India's Tele-MANAS at year three: 3.4 million calls, 53 cells, and the unfinished business of the treatment gap
- As of 3 March 2026, **30 States and Union Territories operate 53 Tele-MANAS Cells**, with services delivered in **20 languages** through the toll-free 14416 helpline.
- **More than 34.34 lakh (3.43 million) calls** have been handled since the October 2022 launch — a 17 lakh jump in eighteen months from the 14.7 lakh tally reported at year two.
- India faces an estimated **197 million people living with mental disorders** and a treatment gap of 70-92%; WHO projects an **economic loss of USD 1.03 trillion** between 2012 and 2030 if unaddressed.
- New 2025-26 capabilities: **video consultation rolled out nationwide** (2,065 video calls handled by 5 February 2026), an Asmi AI-chatbot in the mobile app, accessibility features for visually impaired users, and a dedicated AFMC Pune cell for armed forces personnel and families. Union Budget 2026 added a **second NIMHANS in Northern India**.

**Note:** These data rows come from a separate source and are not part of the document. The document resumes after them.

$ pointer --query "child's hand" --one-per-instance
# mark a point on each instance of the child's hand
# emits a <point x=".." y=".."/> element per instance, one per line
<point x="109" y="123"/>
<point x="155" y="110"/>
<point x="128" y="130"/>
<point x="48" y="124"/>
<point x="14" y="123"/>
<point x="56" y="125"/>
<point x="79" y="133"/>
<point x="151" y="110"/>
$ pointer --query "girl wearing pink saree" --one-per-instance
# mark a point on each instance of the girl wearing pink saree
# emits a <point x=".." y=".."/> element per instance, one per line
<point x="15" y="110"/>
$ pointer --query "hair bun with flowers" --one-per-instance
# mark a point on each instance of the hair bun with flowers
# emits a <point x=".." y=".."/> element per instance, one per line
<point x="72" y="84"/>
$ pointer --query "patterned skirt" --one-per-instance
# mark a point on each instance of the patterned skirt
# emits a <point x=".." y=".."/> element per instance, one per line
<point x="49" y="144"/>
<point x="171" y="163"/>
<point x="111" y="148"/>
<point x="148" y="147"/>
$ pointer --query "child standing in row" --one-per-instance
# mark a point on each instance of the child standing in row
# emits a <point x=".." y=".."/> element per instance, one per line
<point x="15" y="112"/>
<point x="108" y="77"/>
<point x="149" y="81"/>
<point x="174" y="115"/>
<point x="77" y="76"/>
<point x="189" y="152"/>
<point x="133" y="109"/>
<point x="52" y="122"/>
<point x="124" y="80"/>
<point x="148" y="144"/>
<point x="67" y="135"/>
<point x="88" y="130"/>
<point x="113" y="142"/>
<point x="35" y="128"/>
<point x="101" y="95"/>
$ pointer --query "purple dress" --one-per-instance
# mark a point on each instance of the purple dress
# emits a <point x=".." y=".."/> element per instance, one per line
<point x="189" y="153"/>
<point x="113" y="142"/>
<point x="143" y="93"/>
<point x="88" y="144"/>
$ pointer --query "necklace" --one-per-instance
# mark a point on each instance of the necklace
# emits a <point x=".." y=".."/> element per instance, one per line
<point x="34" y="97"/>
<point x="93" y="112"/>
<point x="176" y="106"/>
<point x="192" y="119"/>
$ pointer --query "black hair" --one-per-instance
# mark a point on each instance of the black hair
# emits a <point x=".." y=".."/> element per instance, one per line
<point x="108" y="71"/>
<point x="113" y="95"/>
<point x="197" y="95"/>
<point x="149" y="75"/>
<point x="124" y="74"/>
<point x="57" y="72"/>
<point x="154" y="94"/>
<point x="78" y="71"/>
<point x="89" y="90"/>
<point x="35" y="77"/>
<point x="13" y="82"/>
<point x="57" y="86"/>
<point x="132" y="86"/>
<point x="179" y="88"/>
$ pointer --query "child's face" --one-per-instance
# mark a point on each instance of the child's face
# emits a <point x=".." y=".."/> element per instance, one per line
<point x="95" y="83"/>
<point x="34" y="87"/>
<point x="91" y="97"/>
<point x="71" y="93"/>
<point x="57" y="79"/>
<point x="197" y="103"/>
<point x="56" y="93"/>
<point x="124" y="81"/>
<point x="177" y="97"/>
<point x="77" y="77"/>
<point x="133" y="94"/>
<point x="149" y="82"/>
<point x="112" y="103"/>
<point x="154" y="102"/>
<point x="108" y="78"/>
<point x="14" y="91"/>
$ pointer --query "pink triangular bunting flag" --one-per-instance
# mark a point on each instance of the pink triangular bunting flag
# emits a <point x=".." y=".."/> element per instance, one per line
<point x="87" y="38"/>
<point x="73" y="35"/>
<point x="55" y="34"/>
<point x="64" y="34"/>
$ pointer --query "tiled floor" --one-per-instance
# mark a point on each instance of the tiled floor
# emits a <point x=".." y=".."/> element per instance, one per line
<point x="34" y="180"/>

If you treat anywhere on the subcontinent — or just want to know what a serious public mental-health rollout looks like in a low-resource setting — Tele-MANAS is now the case study. Three years in, India has moved past the "pilot with a press release" stage. The numbers are large enough to argue about. That is itself the news.
What the rollout actually buys
The architecture matters more than the call volume. Tele-MANAS is the digital arm of the older District Mental Health Programme: tier-1 trained counsellors handle intake, psychological first aid, and short-term counselling, and tier-2 specialists (psychiatrists, clinical psychologists) take referrals via audio or video. NIMHANS Bengaluru is the nodal centre; IIIT-Bengaluru runs the tech stack. The 53 state-level cells are not stand-alone hotlines — they sit inside existing state mental-health infrastructure, which is why the system can route a caller from rural Assam, coastal Andhra Pradesh, or a tribal Jharkhand district into care in their preferred language.
The 18-month growth curve is the clinically interesting metric. In October 2024 the programme reported 14.7 lakh cumulative calls; by March 2026 it had crossed 34.34 lakh. That is roughly a doubling in volume per year, in a system where pre-2022 the official treatment gap was 70-92%. Add the 2025-26 video rollout (2,065 video calls in the first eight months of nationwide availability), the 10-language mobile app upgrade on World Mental Health Day 2025, the Asmi chatbot for triage and information, and a dedicated AFMC Pune cell for armed-forces personnel and families. Union Budget 2026 adds physical capacity: a second NIMHANS in Northern India, plus upgrades at the Ranchi and Tezpur institutes.
For your practice
Three implications travel beyond Indian borders.
One: 14416 is now a referable resource for any clinician with Indian-diaspora patients. If you see a Tamil- or Hindi-speaking patient in Toronto, Dubai, or London who has family in distress back home, the helpline is free, multilingual, and connects to formal psychiatric care — not a peer-support chatline. That is a different referral landscape than three years ago.
Two: this is a working blueprint for tier-rotation in workforce-scarce systems. Counsellor-led intake plus specialist escalation, hosted inside existing state mental-health programmes rather than parallel to them, scales when you do not have psychiatrists to spare. Russia, Indonesia, the Philippines, and parts of Latin America all face the same psychiatrist-per-100k math. The Tele-MANAS pattern — central tech (IIIT-B), national clinical anchor (NIMHANS), distributed state cells — is more replicable than the Singapore stepped-care model precisely because it does not assume a wealthy purchaser.
Three: read the gap, not the headline. 34.34 lakh calls in 42 months is roughly 82,000 a month. India has ~197 million people with mental disorders. The helpline reaches roughly 0.04% of the prevalence pool per month. Tele-MANAS is succeeding as scale-up infrastructure; it is not yet succeeding as treatment-gap closure. That distinction matters when you read the next press release: "calls served" is an activity metric, not an outcome metric. The next institutional test — and what to watch in 2026-27 — is whether NIMHANS publishes outcome data (referral completion, follow-up retention, suicide-risk routing) rather than throughput.
Tele-MANAS proves the architecture works at national scale; whether it closes the treatment gap is a question outcome data, not call volume, will answer.
The 34.34 lakh figure is cumulative call volume reported by MoHFW, not unique users or completed care episodes. No peer-reviewed outcome study has yet evaluated referral completion, clinical improvement, or suicide-prevention impact at the programme level.